Here are the steps involved in the elbow method:
- Run the clustering algorithm for different values of k:
Apply the clustering algorithm (e.g., k-means) to the dataset for a range of k values. - Compute the sum of squared distances (inertia):
For each value of k, calculate the sum of squared distances between each data point and its assigned cluster centroid. This is often referred to as the “inertia” or “within-cluster sum of squares.” - Plot the results:
Create a plot where the x-axis represents the number of clusters (k), and the y-axis represents the corresponding inertia values. The plot typically looks like an arm, and the “elbow” point is where the rate of decrease in inertia starts to slow down. - Identify the elbow point:
The optimal number of clusters is often associated with the “elbow” of the curve, where adding more clusters does not significantly reduce the inertia.
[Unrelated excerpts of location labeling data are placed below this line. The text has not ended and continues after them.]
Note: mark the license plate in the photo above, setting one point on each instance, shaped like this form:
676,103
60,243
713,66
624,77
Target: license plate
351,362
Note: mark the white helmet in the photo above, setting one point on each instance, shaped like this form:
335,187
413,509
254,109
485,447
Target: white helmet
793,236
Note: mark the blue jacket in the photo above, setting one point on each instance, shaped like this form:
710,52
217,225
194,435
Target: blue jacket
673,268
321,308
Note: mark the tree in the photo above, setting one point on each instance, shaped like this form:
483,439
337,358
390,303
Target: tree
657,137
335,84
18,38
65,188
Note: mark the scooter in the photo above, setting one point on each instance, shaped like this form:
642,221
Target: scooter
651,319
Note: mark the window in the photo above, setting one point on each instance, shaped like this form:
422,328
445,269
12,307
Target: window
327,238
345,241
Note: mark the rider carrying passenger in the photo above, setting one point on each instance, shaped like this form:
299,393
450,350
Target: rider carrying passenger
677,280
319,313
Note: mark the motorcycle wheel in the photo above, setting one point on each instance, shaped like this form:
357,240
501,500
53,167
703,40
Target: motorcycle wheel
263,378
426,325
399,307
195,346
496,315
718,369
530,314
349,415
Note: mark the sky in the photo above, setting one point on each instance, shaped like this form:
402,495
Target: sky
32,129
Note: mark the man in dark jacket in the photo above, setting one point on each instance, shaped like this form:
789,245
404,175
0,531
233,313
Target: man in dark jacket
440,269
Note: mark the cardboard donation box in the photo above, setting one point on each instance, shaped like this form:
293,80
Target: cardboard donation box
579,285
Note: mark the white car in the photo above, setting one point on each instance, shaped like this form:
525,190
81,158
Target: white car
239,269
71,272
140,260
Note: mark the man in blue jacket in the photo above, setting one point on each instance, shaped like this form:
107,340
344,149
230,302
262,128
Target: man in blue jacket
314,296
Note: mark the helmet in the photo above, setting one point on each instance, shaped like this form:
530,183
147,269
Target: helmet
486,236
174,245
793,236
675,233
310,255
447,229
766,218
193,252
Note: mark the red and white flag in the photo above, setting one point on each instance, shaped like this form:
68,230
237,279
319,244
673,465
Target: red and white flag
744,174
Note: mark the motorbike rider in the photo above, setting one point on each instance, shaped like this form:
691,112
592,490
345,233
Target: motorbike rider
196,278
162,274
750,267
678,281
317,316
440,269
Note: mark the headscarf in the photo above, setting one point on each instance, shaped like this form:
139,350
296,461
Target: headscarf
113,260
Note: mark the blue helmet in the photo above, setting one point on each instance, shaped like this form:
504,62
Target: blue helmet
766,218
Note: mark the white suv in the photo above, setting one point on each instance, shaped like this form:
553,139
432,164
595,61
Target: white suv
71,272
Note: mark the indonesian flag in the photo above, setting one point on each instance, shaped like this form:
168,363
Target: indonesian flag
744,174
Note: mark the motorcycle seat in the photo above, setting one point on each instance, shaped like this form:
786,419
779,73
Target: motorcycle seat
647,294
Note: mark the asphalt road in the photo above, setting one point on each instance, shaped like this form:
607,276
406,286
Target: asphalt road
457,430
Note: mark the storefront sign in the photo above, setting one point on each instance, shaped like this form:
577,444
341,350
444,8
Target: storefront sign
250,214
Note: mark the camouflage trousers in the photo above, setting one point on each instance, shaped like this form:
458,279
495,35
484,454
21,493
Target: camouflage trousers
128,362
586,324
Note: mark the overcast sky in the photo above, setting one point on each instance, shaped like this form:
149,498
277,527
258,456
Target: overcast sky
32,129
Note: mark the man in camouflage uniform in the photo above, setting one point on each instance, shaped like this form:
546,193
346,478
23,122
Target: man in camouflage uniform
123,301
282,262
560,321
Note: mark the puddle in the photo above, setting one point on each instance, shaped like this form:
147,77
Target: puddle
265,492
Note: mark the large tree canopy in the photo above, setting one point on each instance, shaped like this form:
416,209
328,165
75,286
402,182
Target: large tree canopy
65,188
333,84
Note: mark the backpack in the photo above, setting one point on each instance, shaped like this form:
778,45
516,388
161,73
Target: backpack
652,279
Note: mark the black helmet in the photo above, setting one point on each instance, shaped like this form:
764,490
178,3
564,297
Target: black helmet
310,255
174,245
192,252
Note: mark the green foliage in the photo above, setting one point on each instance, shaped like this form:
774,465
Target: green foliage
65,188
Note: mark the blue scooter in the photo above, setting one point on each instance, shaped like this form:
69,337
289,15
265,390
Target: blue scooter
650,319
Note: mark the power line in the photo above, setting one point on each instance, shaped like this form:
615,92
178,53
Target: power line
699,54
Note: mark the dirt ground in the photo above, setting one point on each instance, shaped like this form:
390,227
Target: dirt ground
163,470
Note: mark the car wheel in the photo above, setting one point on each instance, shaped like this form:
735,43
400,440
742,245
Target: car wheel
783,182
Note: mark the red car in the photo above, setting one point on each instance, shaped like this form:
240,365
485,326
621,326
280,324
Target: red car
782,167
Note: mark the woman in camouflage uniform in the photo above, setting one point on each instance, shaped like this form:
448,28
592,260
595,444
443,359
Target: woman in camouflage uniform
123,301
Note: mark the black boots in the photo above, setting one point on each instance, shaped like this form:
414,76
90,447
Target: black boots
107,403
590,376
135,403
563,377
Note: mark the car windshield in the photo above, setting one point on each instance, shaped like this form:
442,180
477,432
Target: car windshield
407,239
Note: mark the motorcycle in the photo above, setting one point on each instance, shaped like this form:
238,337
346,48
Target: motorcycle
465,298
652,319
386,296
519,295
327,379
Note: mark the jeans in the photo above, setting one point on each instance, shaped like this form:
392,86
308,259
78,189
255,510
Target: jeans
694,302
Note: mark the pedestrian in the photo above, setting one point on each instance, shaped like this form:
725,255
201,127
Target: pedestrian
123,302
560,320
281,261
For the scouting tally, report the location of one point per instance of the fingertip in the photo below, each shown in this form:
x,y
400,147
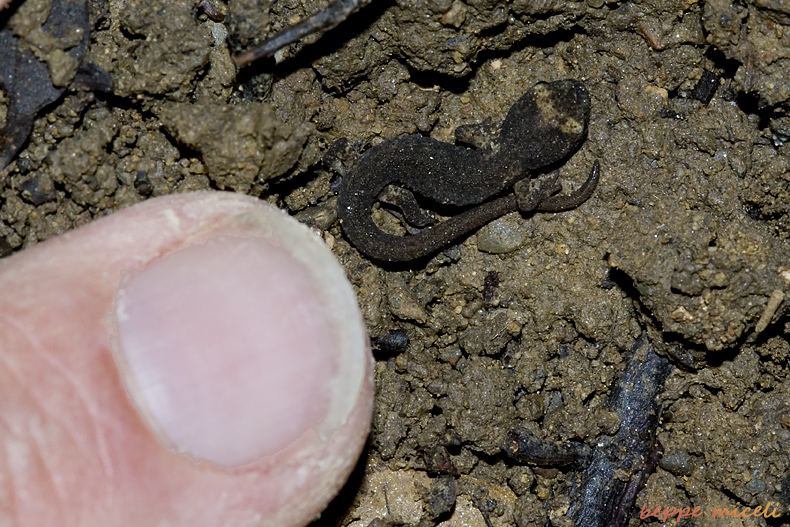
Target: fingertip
x,y
241,367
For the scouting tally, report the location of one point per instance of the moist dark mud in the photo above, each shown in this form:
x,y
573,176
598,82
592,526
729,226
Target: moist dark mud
x,y
685,238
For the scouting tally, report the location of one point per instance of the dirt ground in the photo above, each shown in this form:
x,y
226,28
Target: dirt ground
x,y
528,322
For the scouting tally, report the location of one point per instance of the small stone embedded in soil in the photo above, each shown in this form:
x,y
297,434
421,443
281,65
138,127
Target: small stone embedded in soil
x,y
500,236
239,144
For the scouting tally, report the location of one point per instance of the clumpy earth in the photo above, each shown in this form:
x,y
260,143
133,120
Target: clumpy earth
x,y
528,322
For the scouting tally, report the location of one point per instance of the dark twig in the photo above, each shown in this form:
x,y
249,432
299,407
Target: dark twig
x,y
330,17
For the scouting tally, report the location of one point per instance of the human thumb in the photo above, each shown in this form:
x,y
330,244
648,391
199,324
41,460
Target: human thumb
x,y
194,360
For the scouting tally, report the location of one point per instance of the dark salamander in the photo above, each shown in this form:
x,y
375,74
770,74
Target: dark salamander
x,y
542,128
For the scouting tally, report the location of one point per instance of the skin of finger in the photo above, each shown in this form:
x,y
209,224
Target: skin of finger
x,y
74,449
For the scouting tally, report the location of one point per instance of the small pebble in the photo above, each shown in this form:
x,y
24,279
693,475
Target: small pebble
x,y
500,237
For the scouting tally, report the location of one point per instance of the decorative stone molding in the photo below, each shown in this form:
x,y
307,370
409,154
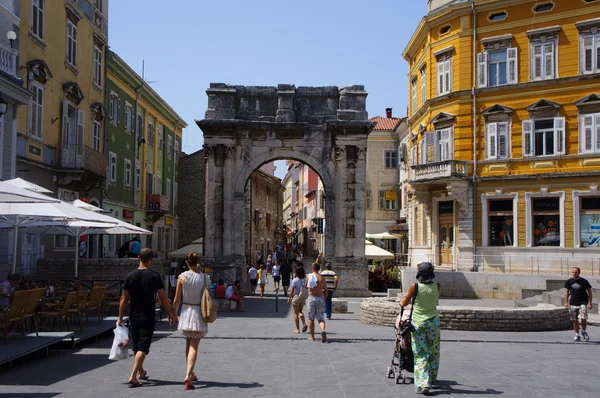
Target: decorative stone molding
x,y
460,192
339,153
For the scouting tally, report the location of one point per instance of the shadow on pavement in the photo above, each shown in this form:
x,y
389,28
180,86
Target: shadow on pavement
x,y
443,387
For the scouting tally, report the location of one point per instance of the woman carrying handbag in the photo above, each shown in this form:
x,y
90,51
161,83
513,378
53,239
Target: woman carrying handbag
x,y
190,287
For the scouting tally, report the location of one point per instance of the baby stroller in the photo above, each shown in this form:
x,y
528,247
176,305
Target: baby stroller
x,y
403,359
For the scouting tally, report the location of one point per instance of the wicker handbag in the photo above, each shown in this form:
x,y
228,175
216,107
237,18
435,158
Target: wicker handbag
x,y
208,307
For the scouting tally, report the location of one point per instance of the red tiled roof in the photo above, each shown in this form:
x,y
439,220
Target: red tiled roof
x,y
384,123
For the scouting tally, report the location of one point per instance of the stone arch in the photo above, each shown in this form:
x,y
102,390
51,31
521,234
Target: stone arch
x,y
325,128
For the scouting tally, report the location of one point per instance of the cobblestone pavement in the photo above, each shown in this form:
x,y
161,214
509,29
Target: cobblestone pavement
x,y
255,354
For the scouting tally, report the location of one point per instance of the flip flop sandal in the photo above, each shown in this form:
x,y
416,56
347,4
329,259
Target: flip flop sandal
x,y
133,384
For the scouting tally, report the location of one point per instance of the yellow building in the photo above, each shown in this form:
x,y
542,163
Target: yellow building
x,y
61,136
504,149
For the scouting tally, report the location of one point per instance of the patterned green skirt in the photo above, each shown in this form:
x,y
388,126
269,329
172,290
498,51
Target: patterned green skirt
x,y
426,349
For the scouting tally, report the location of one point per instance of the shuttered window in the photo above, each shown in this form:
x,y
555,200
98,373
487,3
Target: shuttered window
x,y
36,110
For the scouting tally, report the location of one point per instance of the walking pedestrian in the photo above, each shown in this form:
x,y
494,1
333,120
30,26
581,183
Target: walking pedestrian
x,y
317,293
140,287
276,277
332,280
285,272
580,291
262,279
297,297
426,321
253,276
190,286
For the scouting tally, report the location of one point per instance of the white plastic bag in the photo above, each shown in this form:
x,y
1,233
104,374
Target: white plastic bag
x,y
120,343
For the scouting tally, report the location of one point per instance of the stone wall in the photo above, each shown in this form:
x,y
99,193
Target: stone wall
x,y
104,269
383,312
191,198
485,285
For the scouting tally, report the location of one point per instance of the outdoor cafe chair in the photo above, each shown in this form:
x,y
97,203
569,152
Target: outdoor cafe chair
x,y
32,304
61,313
94,302
14,311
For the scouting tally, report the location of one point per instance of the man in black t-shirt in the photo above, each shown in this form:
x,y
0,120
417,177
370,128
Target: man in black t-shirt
x,y
581,300
140,288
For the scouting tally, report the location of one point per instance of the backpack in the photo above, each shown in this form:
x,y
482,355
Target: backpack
x,y
208,307
304,290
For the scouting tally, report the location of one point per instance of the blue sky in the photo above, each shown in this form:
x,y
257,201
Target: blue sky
x,y
187,44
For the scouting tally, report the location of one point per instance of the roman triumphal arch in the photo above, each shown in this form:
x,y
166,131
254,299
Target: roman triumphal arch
x,y
323,127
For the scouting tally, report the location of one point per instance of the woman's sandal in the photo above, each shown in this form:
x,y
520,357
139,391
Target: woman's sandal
x,y
189,385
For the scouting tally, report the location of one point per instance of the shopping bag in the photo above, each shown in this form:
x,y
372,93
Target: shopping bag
x,y
120,343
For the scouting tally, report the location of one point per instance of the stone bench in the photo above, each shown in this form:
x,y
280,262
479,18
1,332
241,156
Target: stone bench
x,y
339,306
225,305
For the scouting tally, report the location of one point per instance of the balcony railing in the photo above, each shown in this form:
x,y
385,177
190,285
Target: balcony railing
x,y
439,170
8,60
157,203
81,157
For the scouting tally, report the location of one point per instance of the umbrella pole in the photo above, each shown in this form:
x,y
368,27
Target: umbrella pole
x,y
15,237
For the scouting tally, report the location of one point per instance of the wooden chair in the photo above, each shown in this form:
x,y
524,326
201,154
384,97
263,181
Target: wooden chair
x,y
62,314
32,304
94,302
14,311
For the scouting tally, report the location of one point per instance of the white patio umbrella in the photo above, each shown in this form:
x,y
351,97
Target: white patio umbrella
x,y
21,183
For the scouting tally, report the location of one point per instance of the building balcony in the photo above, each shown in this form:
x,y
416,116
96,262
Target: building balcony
x,y
83,158
431,172
156,203
8,60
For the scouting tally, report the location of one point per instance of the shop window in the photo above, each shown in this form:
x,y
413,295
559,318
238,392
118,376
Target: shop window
x,y
589,222
546,221
500,222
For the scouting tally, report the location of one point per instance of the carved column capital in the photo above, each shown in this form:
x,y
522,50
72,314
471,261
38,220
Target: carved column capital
x,y
209,151
339,153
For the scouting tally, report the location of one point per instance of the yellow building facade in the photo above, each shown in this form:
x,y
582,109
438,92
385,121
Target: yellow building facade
x,y
504,149
60,143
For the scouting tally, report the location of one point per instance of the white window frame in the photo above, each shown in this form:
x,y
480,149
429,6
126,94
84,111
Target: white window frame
x,y
414,95
528,129
485,229
543,59
151,137
594,48
493,144
127,173
71,53
96,129
529,213
593,192
36,111
444,76
37,18
112,167
138,177
393,157
128,117
423,86
589,132
97,66
512,68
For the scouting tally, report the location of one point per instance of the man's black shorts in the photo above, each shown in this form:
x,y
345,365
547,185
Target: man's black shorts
x,y
141,334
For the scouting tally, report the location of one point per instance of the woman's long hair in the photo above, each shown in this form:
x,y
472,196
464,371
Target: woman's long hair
x,y
192,261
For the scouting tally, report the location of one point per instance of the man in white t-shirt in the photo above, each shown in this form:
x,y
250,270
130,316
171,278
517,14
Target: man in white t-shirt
x,y
253,276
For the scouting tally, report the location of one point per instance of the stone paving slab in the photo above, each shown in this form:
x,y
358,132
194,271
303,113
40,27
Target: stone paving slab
x,y
254,354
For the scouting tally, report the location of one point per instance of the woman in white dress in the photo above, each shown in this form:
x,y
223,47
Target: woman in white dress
x,y
190,286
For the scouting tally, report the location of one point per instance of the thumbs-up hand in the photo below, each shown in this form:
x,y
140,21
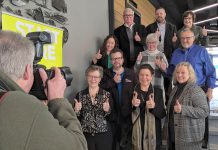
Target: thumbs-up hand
x,y
174,39
139,58
106,105
78,105
135,101
150,104
157,33
117,78
177,107
204,31
137,37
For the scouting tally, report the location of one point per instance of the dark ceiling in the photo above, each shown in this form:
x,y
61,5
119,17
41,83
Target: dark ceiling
x,y
175,9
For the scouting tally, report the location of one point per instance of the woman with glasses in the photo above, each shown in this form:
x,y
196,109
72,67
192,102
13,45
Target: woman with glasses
x,y
200,33
102,57
187,109
148,110
156,59
93,107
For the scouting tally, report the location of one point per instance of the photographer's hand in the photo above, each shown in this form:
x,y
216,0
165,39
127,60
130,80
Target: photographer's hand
x,y
55,87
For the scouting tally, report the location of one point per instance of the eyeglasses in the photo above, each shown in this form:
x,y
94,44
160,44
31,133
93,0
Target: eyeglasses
x,y
118,58
151,42
93,77
187,18
186,38
128,15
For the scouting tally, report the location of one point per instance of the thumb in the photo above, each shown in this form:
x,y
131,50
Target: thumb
x,y
177,102
76,100
135,94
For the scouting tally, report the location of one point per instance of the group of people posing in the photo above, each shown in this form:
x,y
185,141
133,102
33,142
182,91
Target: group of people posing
x,y
127,95
142,75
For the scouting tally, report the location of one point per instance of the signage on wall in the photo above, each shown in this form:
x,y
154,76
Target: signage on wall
x,y
52,53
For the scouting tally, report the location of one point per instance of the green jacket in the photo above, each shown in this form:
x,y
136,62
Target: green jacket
x,y
27,124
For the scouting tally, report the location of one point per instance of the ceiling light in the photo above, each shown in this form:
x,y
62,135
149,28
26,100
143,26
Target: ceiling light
x,y
206,20
206,7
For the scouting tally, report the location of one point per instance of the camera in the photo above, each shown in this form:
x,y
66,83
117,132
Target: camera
x,y
39,39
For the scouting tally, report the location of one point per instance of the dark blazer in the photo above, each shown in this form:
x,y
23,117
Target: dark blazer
x,y
129,80
123,40
168,45
121,122
189,125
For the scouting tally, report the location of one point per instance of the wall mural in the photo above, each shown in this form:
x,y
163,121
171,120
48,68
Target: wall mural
x,y
51,12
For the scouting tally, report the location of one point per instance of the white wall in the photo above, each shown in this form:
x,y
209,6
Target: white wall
x,y
88,26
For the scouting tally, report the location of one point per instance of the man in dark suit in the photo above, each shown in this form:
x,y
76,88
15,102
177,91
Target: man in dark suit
x,y
120,82
165,31
131,37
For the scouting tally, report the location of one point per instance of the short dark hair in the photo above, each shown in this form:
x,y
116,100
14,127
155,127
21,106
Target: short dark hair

The elbow point represents a balance between having enough clusters to capture the data’s structure and avoiding overfitting.
Here’s a simple example using the elbow method with scikit-learn’s k-means and Matplotlib:
from sklearn.cluster import KMeans
from sklearn.preprocessing import StandardScaler
import numpy as np
import pandas as pd
import matplotlib.pyplot as plt
%matplotlib inline
data = np.array([[1, 2], [3, 4], [5, 6], [7,8], [9,10], [11, 12], [13,14], [15,16], [17,18], [19, 20],[1,3], [1,4], [1,5], [1, 6]])
# Instantiate the StandardScaler
scaler = StandardScaler()
# Fit and transform the data
data_scaled = scaler.fit_transform(data)
# fitting multiple k-means algorithms and storing the values in an empty list
sil_score= []
for cluster in range(1,10):
model = KMeans(n_clusters = cluster, init='k-means++')
model.fit(data_scaled)
sil_score.append(model.inertia_)
# converting the results into a dataframe and plotting them
df = pd.DataFrame({'Cluster':range(1,10), 'SSE':sil_score})
plt.figure(figsize=(12,6))
plt.plot(df['Cluster'], df['SSE'], marker='o')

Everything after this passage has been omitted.